After the ombudsman's report linked to below, the HSE policy changed and in the case of the person who took the case to the Ombudsman, the charges she incurred were refunded.

[broken link removed] 

Extract from the omdudsman's report :-

"_Following the intervention of the Ombudsman *the HSE agreed to*:_


_Award Ms Kelly’s son a LTI card,_
_*Refund  Ms Kelly the cost of medications for her son in the period from when  she first made an application under the LTI scheme to the time when her  application was granted (approximately €3,000)*,_
_Uniformly  administer the LTI scheme nationally, thereby including ADHD as  constituting a mental illness which, in the case of persons under 16  years, gives entitlement to a LTI card. ..._"
 The matter of refunds for costs incurred unnecessarily is resolved as far as I am concerned following the ombudsman's intervention - the HSE owes me for monies collected illegally.

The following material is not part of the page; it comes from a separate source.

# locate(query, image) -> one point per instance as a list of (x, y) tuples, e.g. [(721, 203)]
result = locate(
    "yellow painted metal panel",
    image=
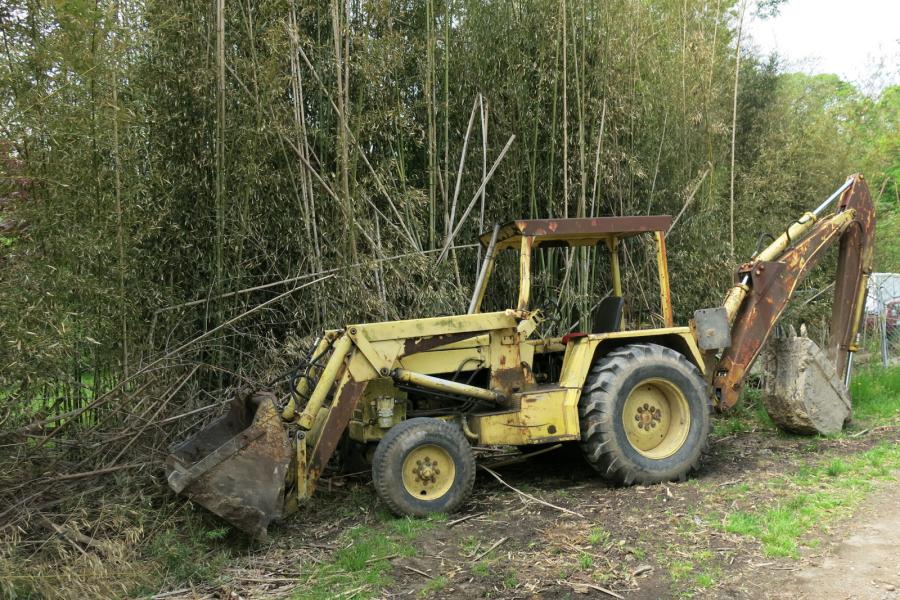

This is extract from an email I received directly from the offices of Minister James Reilly last night :

_"...  You should apply again for the LTI book and seek reimbursement from the HSE. ..."_

Extract from my response:

_"... My application for a return of my LTI book, completed,  signed and stamped by xxxx xxxxxxx, my GP, was handed into xxxxxxx HSE Offices this afternoon. Hopefully the very helpful staff there can issue the book before I have to pay out more money unnecessarily.

Is there a specific part of the HSE I can write to to look for a refund? The organisation is so vast that from the outside, it is impossible to know who to contact. 

I appreciate your help, Have a good St Patrick’s week-end."
_
Would anyone here know who to apply to for a refund of the prescription levies I paid unnecessarily?

Thanks.


----------



## mathepac (23 Mar 2014)

This would seem to be your first port of call:

HSE National Advocacy Unit
Quality & Patient Safety Directorate
Oak House 
Millennium Park
Naas
Co Kildare. 

I believe they will then address the query / complaint / issue directly to the relevant local HSE unit.

Enclose PPS Number, GMS Medical Card Number, LTI book number (if available).


----------



## mathepac (3 May 2014)

Further developments in this matter.

You will note that to get any meaningful communication established, I had to go the political route. This goes against the grain for me but I felt I was left with no other options. 

"_Dear mathepac

Thank you for your email of <date A>, to the Ministers office, received into our office on <date B> in relation to the Long Term Illness Scheme.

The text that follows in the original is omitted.